Derjenige, der für unseren Lebensunterhalt hätte sorgen sollen, mein Vater also, war in meiner Schulzeit nicht älter als Anfang oder Mitte Fünfzig. Aber schon damals machte er auf mich den Eindruck eines müden und resignierten Mannes. Alle seine Bemühungen, in Berlin beruflich Fuß zu fassen, scheiterten kläglich. Wenn in der Schule nach dem Beruf des Vaters gefragt wurde, beneidete ich meine Mitschüler, meist Söhne gutsituierter Akademiker. Während sie sagen konnten: »Chemiker«, »Rechtsanwalt«, »Architekt« oder, was besonders imponierte, »Generaldirektor«, wurde ich, damals noch ein Kind, verlegen und schwieg hilflos. Schließlich sagte ich leise: »Kaufmann«, was aber nicht genügte. Der Lehrer wünschte eine genauere Auskunft, die ich nicht geben konnte.

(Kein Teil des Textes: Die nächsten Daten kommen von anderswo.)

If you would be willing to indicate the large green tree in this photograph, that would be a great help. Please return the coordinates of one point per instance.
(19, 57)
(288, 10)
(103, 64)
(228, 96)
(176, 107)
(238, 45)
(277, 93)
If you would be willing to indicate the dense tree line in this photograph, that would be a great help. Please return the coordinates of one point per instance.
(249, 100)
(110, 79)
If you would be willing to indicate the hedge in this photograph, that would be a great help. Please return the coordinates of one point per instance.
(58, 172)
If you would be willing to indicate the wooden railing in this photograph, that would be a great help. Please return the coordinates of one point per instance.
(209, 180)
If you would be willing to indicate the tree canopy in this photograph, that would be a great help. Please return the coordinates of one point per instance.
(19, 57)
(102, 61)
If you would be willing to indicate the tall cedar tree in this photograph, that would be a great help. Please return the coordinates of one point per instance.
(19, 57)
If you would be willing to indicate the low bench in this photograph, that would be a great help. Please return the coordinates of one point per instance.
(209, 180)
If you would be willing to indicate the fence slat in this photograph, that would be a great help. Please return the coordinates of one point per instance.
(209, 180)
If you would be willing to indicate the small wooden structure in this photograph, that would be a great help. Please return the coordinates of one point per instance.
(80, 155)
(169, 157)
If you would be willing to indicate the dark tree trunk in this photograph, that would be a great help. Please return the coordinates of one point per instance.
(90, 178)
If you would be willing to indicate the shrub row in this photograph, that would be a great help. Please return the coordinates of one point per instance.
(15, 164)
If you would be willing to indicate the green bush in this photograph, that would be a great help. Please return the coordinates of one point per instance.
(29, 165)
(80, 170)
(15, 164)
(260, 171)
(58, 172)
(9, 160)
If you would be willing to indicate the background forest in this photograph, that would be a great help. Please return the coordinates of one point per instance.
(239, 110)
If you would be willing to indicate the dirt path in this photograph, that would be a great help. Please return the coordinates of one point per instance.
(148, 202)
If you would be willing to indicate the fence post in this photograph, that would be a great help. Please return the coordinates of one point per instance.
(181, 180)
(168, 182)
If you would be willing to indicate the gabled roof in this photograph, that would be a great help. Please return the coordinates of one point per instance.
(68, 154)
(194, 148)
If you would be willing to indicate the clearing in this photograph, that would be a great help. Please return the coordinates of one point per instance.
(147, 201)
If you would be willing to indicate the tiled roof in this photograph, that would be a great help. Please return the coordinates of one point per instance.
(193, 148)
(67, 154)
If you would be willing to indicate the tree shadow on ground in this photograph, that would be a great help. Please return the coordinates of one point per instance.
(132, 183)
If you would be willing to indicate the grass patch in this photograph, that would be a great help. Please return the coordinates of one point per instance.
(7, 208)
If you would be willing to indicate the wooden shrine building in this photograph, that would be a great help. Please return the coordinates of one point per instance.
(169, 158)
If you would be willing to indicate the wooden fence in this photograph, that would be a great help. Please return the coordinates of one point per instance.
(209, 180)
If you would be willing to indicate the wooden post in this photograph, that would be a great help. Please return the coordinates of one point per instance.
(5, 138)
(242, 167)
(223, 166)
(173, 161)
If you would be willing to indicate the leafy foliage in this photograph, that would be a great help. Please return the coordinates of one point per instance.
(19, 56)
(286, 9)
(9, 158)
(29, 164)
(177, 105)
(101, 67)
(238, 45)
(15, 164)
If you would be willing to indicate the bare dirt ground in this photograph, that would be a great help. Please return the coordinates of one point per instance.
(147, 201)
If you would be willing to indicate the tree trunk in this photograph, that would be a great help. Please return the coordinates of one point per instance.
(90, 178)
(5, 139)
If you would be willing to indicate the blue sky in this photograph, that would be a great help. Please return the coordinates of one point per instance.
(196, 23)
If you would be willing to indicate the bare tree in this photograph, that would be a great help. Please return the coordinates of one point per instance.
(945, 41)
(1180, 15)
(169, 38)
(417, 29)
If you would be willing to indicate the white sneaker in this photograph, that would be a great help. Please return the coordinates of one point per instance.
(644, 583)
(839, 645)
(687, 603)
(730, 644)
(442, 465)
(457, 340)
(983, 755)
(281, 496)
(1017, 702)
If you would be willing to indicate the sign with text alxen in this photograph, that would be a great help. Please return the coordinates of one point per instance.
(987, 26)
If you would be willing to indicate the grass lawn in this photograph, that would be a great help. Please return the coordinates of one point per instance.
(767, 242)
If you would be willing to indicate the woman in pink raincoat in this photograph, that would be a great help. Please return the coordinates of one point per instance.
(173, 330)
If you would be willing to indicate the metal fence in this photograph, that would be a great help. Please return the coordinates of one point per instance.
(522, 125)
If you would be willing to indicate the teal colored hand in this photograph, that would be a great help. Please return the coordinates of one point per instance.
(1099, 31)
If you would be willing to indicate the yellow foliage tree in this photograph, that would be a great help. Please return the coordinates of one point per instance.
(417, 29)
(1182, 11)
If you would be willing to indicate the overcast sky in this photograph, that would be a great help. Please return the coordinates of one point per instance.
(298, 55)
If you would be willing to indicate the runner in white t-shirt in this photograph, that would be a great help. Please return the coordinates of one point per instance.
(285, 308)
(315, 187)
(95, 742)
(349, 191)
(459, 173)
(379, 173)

In die Synagoge ging mein Vater regelmäßig und wohl noch häufiger als einst in Polen, vermutlich deshalb, weil er in Berlin einsam und isoliert war. Er wünschte, daß ich, damals elf oder zwölf Jahre alt, ihn begleitete. Während des Gottesdiensts langweilte ich mich, weil ich von den hebräischen Gebeten nur ein einziges Wort verstand: »Israel«. So las ich die deutsche Übersetzung dieser Texte, die mich ärgerten, weil in ihnen, so schien es mir jedenfalls, ein einziger Satz wiederholt und eventuell variiert wurde: »Gepriesen sei der Herr, unser Gott.« Ich konnte nicht begreifen, daß erwachsene Menschen mehr oder weniger stumpfsinnige Texte murmelten und dies auch noch für ein persönliches Gespräch mit Gott hielten. Nachdem ich einige Male mit meinem Vater in der Synagoge gewesen war, verweigerte ich ihm kurzerhand den Gehorsam – ganz undramatisch übrigens, nur mit der schlichten Begründung, daß mich der Gottesdienst überhaupt nicht interessiere und schrecklich einschläfere. Schwach und gütig, wie mein Vater war, fand er sich damit gleich ab. Zu einem heftigeren Wortwechsel mit ihm, geschweige denn zu einem Streit, ist es nie gekommen.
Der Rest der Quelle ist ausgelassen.